Shortly after Garland’s decision in “Matter of A-B-” came his reversal of another consequential immigration decision, “Matter of Castro-Tum,” which was also scrutinized for procedural irregularities and criticized as a tool for the Trump administration to widen the deportation dragnet. That reversal comes just one day after A.B. learned of her asylum approval.
Given the changing climate, many asylum seekers like A.B. are hoping for a second shot at refuge. Maribel, who asked to be identified only by her first name, came to the U.S. from Honduras with her four children in the same year as A.B. She, too, told the court that she was subjected to violence and rape by her former partner, a member of the transnational gang MS-13 — but was denied asylum.
Now Maribel, a client and member of the Asylum Seeker Advocacy Project (ASAP), is pushing for a new hearing in her case. “I am anxiously waiting for the day that my case is finally granted because only then will I know I am completely safe from being deported back to my abuser,” she told The Fuller Project through her lawyers at ASAP.

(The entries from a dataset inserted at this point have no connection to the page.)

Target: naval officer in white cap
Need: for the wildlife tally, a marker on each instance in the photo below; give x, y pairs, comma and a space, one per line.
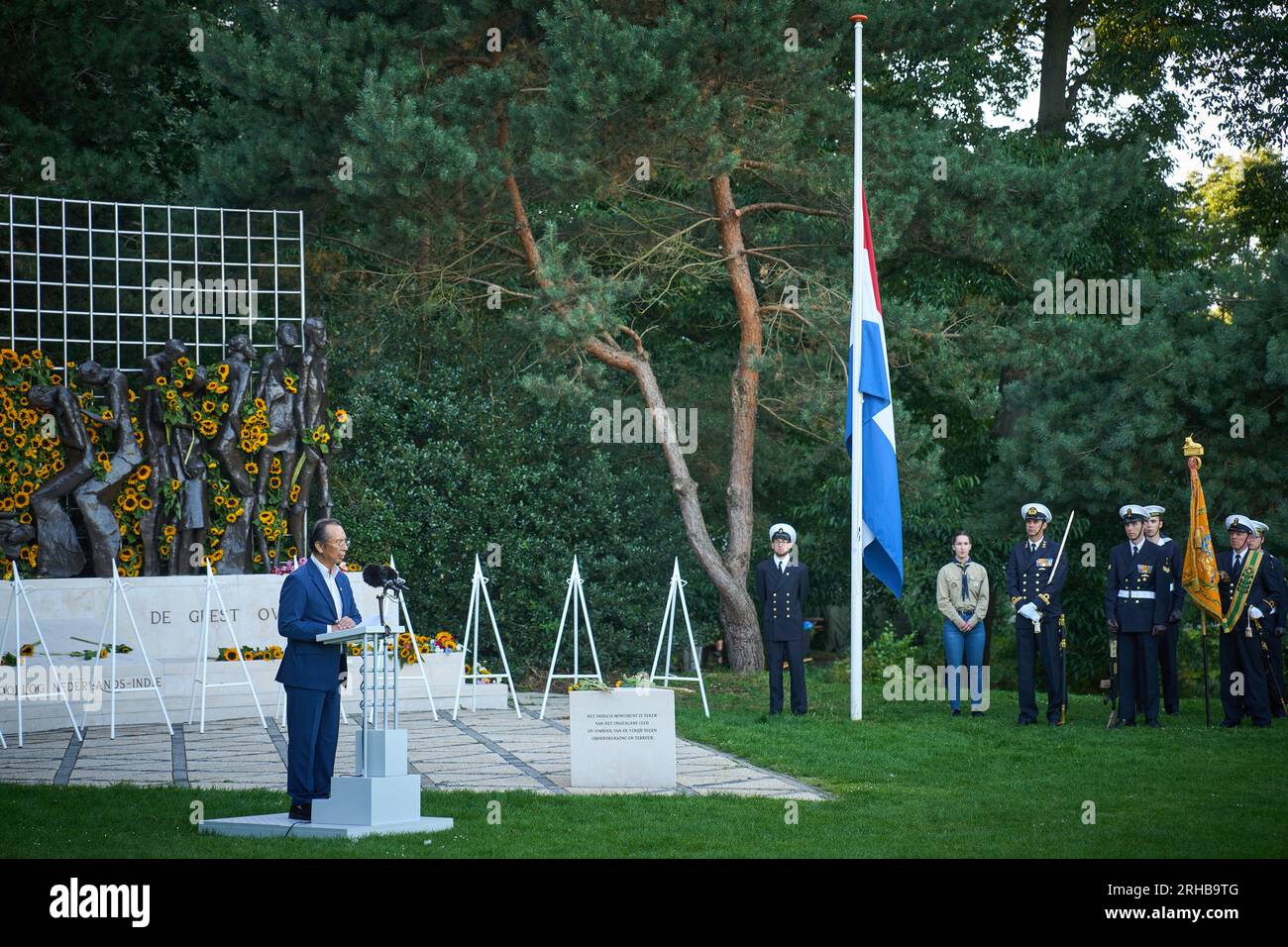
1243, 599
1137, 600
782, 587
1034, 582
1170, 641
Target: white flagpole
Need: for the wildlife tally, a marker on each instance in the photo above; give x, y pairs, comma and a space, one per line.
855, 393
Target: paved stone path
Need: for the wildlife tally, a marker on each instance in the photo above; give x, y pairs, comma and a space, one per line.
485, 751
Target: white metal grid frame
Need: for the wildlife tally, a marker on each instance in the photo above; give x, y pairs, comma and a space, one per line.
77, 277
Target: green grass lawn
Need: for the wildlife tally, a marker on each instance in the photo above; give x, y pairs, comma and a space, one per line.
910, 780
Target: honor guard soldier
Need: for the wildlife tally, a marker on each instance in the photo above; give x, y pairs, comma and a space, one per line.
1243, 599
1170, 641
1034, 582
1273, 626
1137, 603
782, 587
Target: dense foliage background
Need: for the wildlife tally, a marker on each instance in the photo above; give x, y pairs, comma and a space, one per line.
475, 423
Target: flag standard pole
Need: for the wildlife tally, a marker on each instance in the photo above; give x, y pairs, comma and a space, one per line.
855, 392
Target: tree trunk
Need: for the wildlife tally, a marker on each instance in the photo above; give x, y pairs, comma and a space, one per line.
728, 574
745, 650
1054, 103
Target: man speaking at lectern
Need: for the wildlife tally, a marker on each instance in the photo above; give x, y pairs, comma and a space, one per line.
316, 599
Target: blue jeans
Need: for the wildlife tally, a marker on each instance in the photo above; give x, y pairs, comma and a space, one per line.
973, 644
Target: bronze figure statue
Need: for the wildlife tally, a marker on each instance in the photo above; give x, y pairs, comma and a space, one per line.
155, 445
95, 497
312, 411
60, 556
236, 543
283, 436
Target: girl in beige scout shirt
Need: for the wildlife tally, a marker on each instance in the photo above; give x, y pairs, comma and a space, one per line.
961, 590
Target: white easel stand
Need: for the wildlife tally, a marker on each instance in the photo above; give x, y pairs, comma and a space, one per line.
117, 589
668, 634
200, 669
478, 589
575, 582
20, 591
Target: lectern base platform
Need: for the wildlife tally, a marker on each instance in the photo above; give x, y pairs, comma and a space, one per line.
277, 826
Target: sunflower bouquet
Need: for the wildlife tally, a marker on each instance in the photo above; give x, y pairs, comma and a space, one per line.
330, 433
27, 457
265, 652
90, 654
11, 660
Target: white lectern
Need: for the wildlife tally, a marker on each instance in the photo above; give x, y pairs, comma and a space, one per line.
381, 797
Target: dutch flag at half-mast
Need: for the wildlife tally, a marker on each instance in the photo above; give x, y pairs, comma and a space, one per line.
883, 522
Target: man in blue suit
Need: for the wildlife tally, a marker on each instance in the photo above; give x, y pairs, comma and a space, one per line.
316, 599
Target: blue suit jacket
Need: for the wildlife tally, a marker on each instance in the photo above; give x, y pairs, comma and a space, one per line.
304, 612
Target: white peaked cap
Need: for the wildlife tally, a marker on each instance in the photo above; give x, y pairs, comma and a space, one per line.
784, 527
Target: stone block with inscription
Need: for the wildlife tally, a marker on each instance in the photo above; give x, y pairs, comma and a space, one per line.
622, 738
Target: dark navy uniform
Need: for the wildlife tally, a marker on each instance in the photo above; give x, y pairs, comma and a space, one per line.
782, 595
1170, 641
1273, 628
1137, 599
1239, 648
1029, 579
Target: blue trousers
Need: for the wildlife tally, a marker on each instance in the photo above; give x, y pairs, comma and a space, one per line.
969, 644
1275, 682
1240, 654
313, 731
1028, 646
1137, 674
795, 654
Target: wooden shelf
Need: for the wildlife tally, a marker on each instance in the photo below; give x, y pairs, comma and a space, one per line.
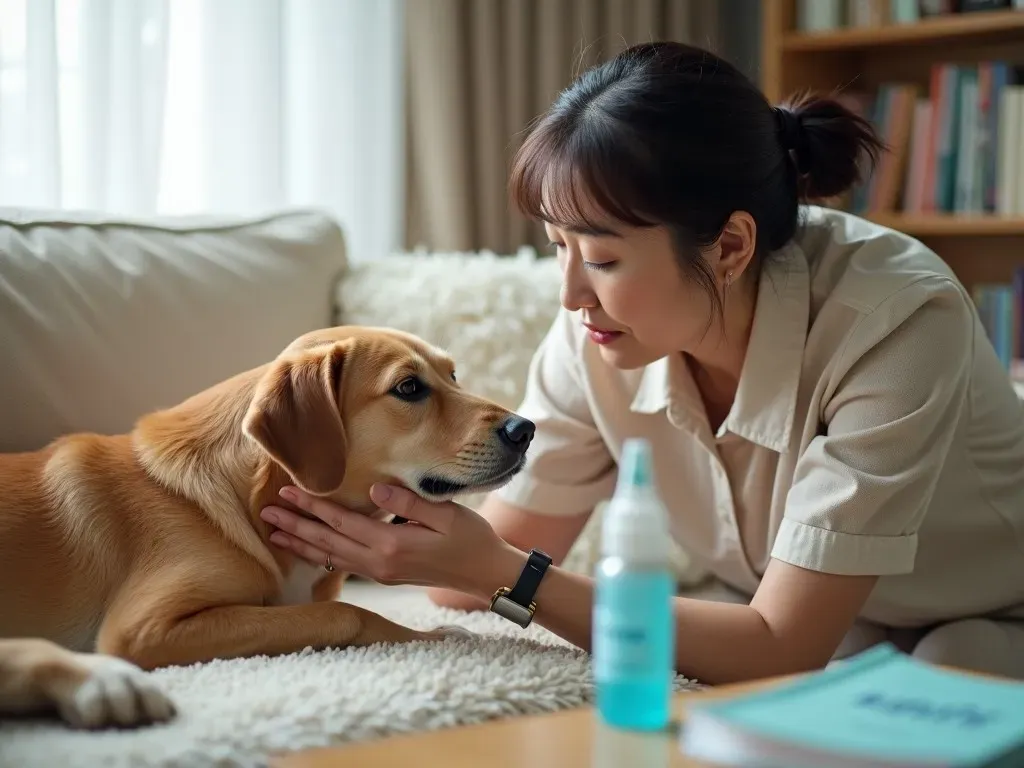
990, 26
924, 225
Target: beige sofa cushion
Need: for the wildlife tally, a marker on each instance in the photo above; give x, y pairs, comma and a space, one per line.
103, 318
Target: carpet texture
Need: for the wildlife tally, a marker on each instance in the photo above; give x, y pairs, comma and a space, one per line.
238, 713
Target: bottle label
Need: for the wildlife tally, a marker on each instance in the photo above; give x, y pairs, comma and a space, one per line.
633, 635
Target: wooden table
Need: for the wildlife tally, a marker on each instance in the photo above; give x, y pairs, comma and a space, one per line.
573, 738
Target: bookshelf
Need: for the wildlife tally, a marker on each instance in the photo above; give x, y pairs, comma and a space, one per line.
857, 48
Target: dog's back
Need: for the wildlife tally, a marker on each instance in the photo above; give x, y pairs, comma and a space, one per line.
65, 544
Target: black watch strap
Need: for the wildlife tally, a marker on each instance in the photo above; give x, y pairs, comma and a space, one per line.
529, 579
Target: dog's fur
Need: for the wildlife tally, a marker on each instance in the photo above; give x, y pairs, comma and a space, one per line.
143, 550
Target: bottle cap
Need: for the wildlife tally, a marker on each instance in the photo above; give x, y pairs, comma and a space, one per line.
635, 522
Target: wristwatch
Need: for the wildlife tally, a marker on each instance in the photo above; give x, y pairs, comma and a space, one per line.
517, 603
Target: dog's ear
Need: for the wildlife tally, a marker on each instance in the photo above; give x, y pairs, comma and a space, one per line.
295, 417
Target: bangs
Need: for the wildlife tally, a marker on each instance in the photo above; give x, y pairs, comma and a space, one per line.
582, 179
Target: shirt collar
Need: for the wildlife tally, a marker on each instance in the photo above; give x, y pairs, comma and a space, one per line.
766, 399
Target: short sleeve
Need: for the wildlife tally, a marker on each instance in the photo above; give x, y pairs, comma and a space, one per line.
861, 488
568, 468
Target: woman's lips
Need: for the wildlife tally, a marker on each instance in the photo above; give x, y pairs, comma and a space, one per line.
600, 335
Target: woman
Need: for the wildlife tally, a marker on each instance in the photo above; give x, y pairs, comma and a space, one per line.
833, 432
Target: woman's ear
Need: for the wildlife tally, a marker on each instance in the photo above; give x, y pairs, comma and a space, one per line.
735, 245
295, 417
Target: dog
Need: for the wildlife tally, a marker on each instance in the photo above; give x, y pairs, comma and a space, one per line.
126, 553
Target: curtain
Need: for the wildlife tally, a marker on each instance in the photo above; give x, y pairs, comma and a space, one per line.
478, 71
179, 107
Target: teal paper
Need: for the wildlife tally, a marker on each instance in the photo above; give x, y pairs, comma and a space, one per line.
883, 705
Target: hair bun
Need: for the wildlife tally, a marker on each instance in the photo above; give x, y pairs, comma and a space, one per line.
791, 133
829, 143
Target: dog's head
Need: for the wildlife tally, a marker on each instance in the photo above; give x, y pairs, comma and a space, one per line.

Her lawyers say Garland’s decision is just the first step toward justice. “The administration needs to make it easier for people who lost their cases because of the bad law to reopen those cases,” said Leidy Perez-Davis, a senior policy and immigration counsel at ASAP. The DOJ could easily issue a memo instructing immigration judges to reconsider cases that were denied under “Matter of A-B-”, then issue more formal regulations that stop the deportations of such migrants, Perez-Davis added.
Advocates are also using the momentum around this case to push for bigger picture changes. “As other countries already have, the United States should amend its law to expressly recognize gender-based persecution as a basis for asylum,” wrote Jamie Gorelick, a partner at Wilmer Hale, and Layli Miller-Muro, founder and CEO of the Tahirih Justice Center, in a Washington Post op-ed arguing for Congress to update the Refugee Act.
Reichlin-Melnick believes the Biden Justice Department should also take steps to establish a stronger firewall between judges and political appointees. “While we have long argued that the court should be insulated from politics, that doesn’t necessarily mean that actions to redress the Trump administration’s polarization of the courts are off the table,” he said.
With her asylum now approved after a seven-year struggle, A.B., who lives in a Southern town with a new partner and works as a house cleaner, finally feels safe, she says. But she cries when she talks about her three children, who are still in El Salvador. Her second son turned 21 in June, and her daughter now has two daughters of her own. “They’re my granddaughters because they are the daughters of my daughter. But I don’t know them in person,” she said. She prays that she can reunite with her family in the future “away from that violent country” she used to call home, she said. “Because I know that they suffer as well.”